We are refreshing our network with Meraki gear and I am in the planning stages of moving over all the firewall rules, VLAN information, etc. to a MX250. We have a point to point vlan connection to a branch office that is local to our corporate headquarters. On our current WatchGuard XTM 5 the port is configured as a trusted subnet. I am assuming on the MX250 I just need to configure the branch office subnet vlan along with the others (in Addressing & VLANs) and in the section below that (per Port VLAN configuration) configure a port for the branch office vlan?

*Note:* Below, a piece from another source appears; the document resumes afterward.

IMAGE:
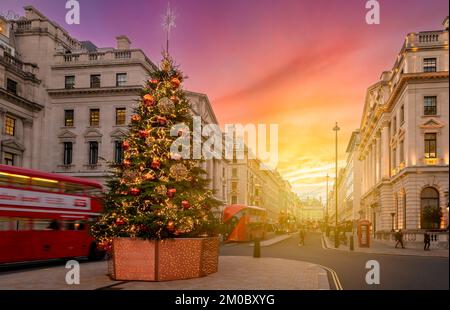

@OSPF71Can you provide more information as to the point to point. Is is a layer 2 through the PTP private link to your branch office? everything is flat from MX/watchguard to that office or is there routing being done between the sites? If it is L2 like your post is semi-alluding to, your on the right path, if you have L3 your going to need some routes on the MX250. I also assume this site comes back through that private link to get to the internet/services?
@OSPF71Can you provide more information as to the point to point. Is is a layer 2 through the PTP private link to your branch office? everything is flat from MX/watchguard to that office or is there routing being done between the sites? If it is L2 like your post is semi-alluding to, your on the right path, if you have L3 your going to need some routes on the MX250. I also assume this site comes back through that private link to get to the internet/services?
Hi @DCooper. The Watchguard has the branch office VLAN configured on one of the interfaces and is directly connected to the branch via a Dell switch. After looking at the network information on the WG again under "Routes" I do see static routes for the subnets at the branch office (user, phone vlan's). Would I need to add those static routes under "Add a Static Route" on the Addressing & VLAN's section of the MX250?